Former Panamanian dictator Manuel Noriega completed his 17-year prison sentence in the United States for drug trafficking on Sunday. But as VOA's Brian Wagner reports from Miami, Noriega remains in U.S. custody as his lawyers fight an extradition claim from France.

Former Panamanian general Manuel Noriega became eligible for release from a minimum-security prison in Miami, after serving 17 years on a drug and racketeering sentence. Noriega has spent the past 15 years in a private cell at the facility, where he has access to a television, telephone, and exercise equipment.

His attorney Frank Rubino says Noriega will likely remain there for months to come, pending the outcome of a legal battle over extradition.

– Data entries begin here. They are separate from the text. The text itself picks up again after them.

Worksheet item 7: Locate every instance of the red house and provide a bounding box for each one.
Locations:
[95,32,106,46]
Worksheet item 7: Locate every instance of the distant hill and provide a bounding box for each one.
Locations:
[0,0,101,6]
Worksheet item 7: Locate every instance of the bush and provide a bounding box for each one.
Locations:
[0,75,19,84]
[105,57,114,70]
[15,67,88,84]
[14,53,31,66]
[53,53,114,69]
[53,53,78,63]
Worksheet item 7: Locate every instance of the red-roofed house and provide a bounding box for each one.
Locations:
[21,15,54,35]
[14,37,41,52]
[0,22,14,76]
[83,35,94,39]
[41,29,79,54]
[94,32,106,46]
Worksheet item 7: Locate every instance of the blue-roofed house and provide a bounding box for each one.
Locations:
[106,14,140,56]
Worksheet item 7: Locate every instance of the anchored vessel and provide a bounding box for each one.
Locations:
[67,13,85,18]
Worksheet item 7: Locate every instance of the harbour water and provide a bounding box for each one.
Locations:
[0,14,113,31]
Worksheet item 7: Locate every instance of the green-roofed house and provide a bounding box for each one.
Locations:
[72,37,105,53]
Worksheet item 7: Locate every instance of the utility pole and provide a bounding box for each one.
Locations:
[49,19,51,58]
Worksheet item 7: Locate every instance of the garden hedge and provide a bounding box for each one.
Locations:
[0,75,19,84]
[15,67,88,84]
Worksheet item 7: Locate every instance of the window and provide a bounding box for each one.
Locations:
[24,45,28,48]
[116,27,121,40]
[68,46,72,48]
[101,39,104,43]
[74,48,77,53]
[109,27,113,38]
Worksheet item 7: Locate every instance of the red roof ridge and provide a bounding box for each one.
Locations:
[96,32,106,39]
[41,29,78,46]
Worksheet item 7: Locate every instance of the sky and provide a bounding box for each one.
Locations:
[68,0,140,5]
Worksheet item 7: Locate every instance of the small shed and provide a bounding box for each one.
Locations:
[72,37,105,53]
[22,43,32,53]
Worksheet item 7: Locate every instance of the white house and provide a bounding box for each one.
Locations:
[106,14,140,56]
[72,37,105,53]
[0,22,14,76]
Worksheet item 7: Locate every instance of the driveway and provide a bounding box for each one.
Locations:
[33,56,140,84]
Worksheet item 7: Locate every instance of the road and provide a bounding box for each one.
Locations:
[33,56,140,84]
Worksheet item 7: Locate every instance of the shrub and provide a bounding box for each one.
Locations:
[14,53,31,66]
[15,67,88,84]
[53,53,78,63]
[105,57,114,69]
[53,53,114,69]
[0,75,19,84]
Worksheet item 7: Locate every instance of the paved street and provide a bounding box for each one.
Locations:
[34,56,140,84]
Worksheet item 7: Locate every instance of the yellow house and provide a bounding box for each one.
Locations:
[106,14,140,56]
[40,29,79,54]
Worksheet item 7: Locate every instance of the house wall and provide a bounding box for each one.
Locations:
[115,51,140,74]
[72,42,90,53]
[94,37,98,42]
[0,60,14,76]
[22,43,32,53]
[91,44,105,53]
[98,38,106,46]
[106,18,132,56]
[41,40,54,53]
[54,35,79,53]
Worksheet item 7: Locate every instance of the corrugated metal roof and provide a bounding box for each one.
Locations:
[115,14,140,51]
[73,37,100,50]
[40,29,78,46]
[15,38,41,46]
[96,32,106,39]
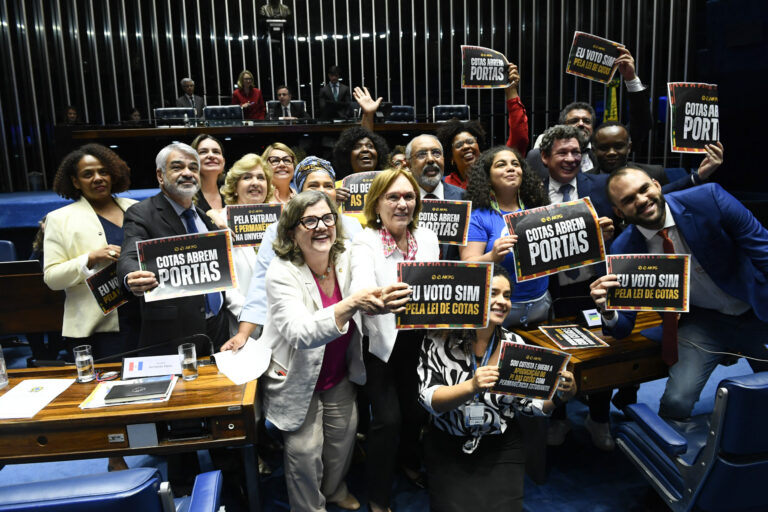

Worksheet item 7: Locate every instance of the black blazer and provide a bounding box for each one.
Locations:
[269,103,309,119]
[117,192,224,355]
[176,94,205,117]
[317,82,352,119]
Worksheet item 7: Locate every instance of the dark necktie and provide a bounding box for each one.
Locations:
[181,208,221,317]
[658,228,677,366]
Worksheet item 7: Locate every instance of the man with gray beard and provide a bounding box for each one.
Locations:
[117,143,229,356]
[405,135,464,200]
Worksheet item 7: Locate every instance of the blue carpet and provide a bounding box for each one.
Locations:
[0,347,751,512]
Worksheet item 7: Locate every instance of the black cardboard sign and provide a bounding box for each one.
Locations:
[491,341,571,400]
[341,171,379,213]
[396,261,493,329]
[85,262,128,315]
[565,31,624,84]
[667,82,720,153]
[419,199,472,245]
[461,45,509,89]
[605,254,690,313]
[504,197,605,282]
[136,229,237,302]
[227,204,283,247]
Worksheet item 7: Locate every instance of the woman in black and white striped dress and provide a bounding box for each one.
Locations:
[419,265,576,512]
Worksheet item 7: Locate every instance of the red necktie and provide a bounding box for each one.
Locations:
[658,228,677,366]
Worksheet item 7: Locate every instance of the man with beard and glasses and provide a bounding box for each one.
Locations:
[591,167,768,420]
[117,143,229,355]
[405,135,464,200]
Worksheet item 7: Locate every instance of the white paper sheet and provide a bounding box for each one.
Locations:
[216,338,272,384]
[0,379,75,420]
[122,354,181,380]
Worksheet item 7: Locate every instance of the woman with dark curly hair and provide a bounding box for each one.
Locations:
[435,119,485,188]
[460,146,552,327]
[333,126,389,178]
[190,133,226,212]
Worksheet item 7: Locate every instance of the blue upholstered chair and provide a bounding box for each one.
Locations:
[616,372,768,512]
[432,105,469,123]
[0,468,222,512]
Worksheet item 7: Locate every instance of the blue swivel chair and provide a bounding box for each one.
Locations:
[616,372,768,512]
[0,468,222,512]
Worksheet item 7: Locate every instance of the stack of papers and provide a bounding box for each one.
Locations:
[0,379,75,420]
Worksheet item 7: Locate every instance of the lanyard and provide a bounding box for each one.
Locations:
[471,332,496,402]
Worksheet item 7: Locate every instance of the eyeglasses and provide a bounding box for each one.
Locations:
[267,156,293,165]
[413,148,443,160]
[453,137,477,149]
[299,213,337,229]
[384,192,416,204]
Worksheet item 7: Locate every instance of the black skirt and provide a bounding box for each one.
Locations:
[424,420,525,512]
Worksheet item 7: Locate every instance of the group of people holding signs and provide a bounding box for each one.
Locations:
[46,26,768,511]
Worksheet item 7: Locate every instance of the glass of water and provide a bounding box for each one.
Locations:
[72,345,96,382]
[179,343,197,380]
[0,347,8,389]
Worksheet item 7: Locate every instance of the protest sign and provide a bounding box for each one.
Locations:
[605,254,690,313]
[539,324,609,349]
[85,262,128,315]
[419,199,472,245]
[461,45,509,89]
[227,204,283,247]
[341,171,379,213]
[504,197,605,282]
[565,31,624,84]
[491,341,571,400]
[396,261,493,329]
[136,229,237,302]
[667,82,720,153]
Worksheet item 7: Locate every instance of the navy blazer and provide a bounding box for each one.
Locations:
[606,183,768,338]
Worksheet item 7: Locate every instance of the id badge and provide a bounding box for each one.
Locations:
[464,403,485,427]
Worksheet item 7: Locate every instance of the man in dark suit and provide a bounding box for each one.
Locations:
[117,143,229,355]
[269,85,309,119]
[176,78,205,117]
[526,48,653,177]
[592,167,768,419]
[318,66,352,120]
[588,121,723,193]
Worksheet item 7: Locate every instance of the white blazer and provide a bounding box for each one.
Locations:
[352,228,440,363]
[43,197,136,338]
[257,250,365,432]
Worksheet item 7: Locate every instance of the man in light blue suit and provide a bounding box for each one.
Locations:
[591,167,768,419]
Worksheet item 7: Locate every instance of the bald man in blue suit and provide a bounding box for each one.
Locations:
[591,168,768,419]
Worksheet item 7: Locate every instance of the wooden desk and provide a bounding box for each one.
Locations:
[0,365,256,464]
[515,312,667,393]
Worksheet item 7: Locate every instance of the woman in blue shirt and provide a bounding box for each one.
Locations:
[461,146,552,327]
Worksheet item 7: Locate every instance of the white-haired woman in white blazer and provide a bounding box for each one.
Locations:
[352,169,440,511]
[222,191,408,511]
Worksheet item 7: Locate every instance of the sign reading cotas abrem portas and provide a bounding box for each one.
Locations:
[419,199,472,245]
[605,255,688,313]
[491,341,571,400]
[667,82,720,153]
[565,32,624,84]
[504,197,605,282]
[85,263,128,315]
[341,171,379,213]
[461,45,509,89]
[136,229,237,302]
[396,261,493,329]
[227,204,283,247]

"He is technically released out of the custody of the Bureau of Prisons, but is then in the custody of the United States Marshals," said Rubino. "It is basically nothing more than a paper transfer. His physical custody remains the same."

Rubino says his legal team is working on an appeal with the 11th Circuit Court of Appeals to challenge the extradition request from France, where the 73-year-old faces money laundering charges. He says the claim will show Noriega has been declared a prisoner of war in the United States and, under the Geneva Conventions, must be returned home at the end of his detention.

Noriega's attorneys have filed similar motions in lower courts in Miami, which have been rejected. Two weeks ago, a judge issued a certificate of extraditability against Noriega, one of the first steps in the extradition process.

Officials at the U.S. State Department say Secretary of State Condoleezza Rice must ultimately approve the transfer, but they say that would not happen for several months, until Noriega's attorneys have been able to present their appeals.

U.S. officials say they have communicated several times with France about the extradition request, and say they are satisfied that France will respect Noriega's rights when he is transferred.

Panama's government has filed its own extradition request for Noriega, who has been convicted in absentia there for embezzlement, murder, and corruption.

A poll published Sunday in a leading Panama City newspaper showed that a majority of Panamanians back the French claim, saying Noriega is unlikely to face justice at home.